House Republican Conference

The GOP Leader Who Addressed a White Supremacist Group

The office of Steve Scalise, the third-ranking House Republican, acknowledged he may have spoken to an organization linked to David Duke in 2002.

For a politician just elevated a few months ago to the third-ranking post in the House, Representative Steve Scalise is not well known to most Americans outside the Beltway. That may be about to change, but not in a way the Louisiana Republican would like.

Scalise's office on Monday acknowledged that the House majority whip addressed a white supremacist group with ties to David Duke in 2002 while he was a state representative in Louisiana. Uncovering posts on Stormfront, a white nationalist Internet forum, Lamar White Jr. reported on his Louisiana politics website Sunday that Scalise spoke at an international conference of the European-American Unity and Rights Organization (EURO), a group led by Duke, the former Klansman, congressman, and gubernatorial candidate. The organization has been labeled a hate group by the Southern Poverty Law Center.

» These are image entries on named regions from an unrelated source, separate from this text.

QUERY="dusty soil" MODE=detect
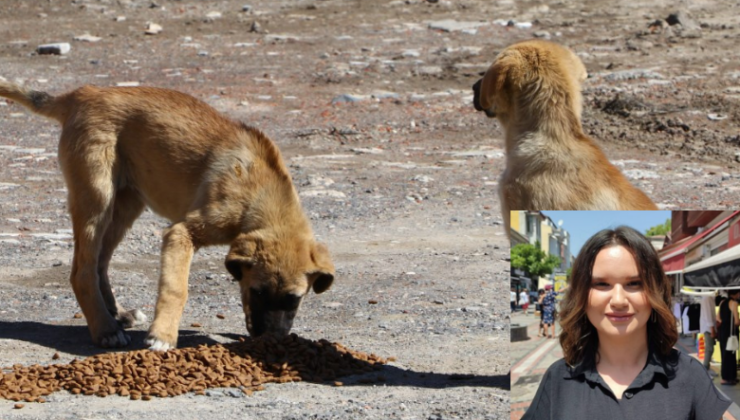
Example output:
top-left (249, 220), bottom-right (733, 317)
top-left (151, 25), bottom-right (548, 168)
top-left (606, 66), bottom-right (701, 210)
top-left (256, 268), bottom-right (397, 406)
top-left (0, 0), bottom-right (740, 419)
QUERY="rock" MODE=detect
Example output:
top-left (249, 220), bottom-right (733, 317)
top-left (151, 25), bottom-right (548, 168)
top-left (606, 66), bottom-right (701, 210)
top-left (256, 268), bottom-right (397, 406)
top-left (331, 93), bottom-right (368, 105)
top-left (144, 22), bottom-right (163, 35)
top-left (411, 175), bottom-right (434, 184)
top-left (249, 20), bottom-right (262, 34)
top-left (602, 69), bottom-right (665, 81)
top-left (206, 11), bottom-right (221, 22)
top-left (622, 169), bottom-right (660, 179)
top-left (36, 42), bottom-right (72, 55)
top-left (428, 19), bottom-right (486, 32)
top-left (74, 34), bottom-right (103, 42)
top-left (349, 147), bottom-right (383, 155)
top-left (665, 11), bottom-right (699, 28)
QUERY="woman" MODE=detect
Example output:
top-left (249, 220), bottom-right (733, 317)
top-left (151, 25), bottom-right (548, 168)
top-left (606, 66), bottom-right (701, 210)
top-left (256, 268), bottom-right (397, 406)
top-left (523, 227), bottom-right (731, 420)
top-left (542, 284), bottom-right (558, 338)
top-left (717, 290), bottom-right (740, 385)
top-left (537, 289), bottom-right (547, 337)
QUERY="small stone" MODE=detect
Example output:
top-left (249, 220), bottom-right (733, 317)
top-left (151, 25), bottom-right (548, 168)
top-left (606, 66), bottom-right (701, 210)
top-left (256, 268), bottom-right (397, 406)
top-left (144, 22), bottom-right (163, 35)
top-left (206, 11), bottom-right (221, 22)
top-left (36, 42), bottom-right (72, 55)
top-left (74, 34), bottom-right (103, 42)
top-left (249, 20), bottom-right (262, 34)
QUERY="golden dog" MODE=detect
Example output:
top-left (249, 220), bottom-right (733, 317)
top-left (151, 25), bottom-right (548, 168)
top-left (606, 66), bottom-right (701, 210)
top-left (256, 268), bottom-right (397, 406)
top-left (0, 82), bottom-right (334, 350)
top-left (473, 40), bottom-right (657, 228)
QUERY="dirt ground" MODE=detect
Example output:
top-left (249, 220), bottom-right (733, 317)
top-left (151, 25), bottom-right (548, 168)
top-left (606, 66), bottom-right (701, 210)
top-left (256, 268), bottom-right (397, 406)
top-left (0, 0), bottom-right (740, 419)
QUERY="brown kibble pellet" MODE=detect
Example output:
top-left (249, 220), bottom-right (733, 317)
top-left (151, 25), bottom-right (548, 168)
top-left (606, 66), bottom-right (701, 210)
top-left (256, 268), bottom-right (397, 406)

Scalise spoke about a top-priority issue for him at the time: federal grant programs at the Department of Housing and Urban Development that he referred to as "slush funds," according to a Stormfront commenter quoted by White. The commenter named Alsace Hebert wrote that Scalise alluded to a racial component of the federal grants, although he did not quote him directly:

Representative Scalise brought into sharp focus the dire circumstances pervasive in many important, under-funded needs of the community at the expense of graft within the Housing and Urban Development Fund, an apparent give-away to a selective group based on race.

In a statement on Monday, Scalise spokeswoman Moira Smith said the lawmaker had spoken to "to hundreds of different groups with a broad range of viewpoints" during his career in public service.

In every case, he was building support for his policies, not the other way around. In 2002, he made himself available to anyone who wanted to hear his proposal to eliminate slush funds that wasted millions of taxpayer dollars as well as his opposition to a proposed tax increase on middle-class families. He has never been affiliated with the abhorrent group in question. The hate-fueled ignorance and intolerance that group projects is in stark contradiction to what Mr. Scalise believes and practices as a father, a husband, and a devoted Catholic.

An aide subsequently clarified to Roll Call that it was "probable" that Scalise spoke to EURO in 2002 but did not know it was a white supremacist group. The aide said Scalise didn't specifically remember the event, and his office had no record of it.

Scalise, 49, won his seat in the House in 2008 and has advanced quickly. After leading the Republican Study Committee, an influential conservative bloc, he won the post of majority whip that opened up following Eric Cantor's surprise primary defeat in June. That puts him behind only Boehner and Majority Leader Kevin McCarthy in the House leadership hierarchy. Inside the Capitol, he's known as a friendly conservative who is relentlessly on message, a trait that endeared him to party leaders who supported him over more freewheeling, gaffe-prone colleagues.

For House Republicans, the revelation continues what has been a bumpy period following a successful November election. Representative Michael Grimm of New York pleaded guilty to tax fraud last week but is resisting calls for his resignation, while the office of Representative Blake Farenthold of Texas is facing a lawsuit from a former staffer who is alleging she was sexually harassed.Now one of the party's top leaders must answer for a 12-year-old speech he gave to a white supremacist group, and at a time when racial tensions are once again a topic of national debate.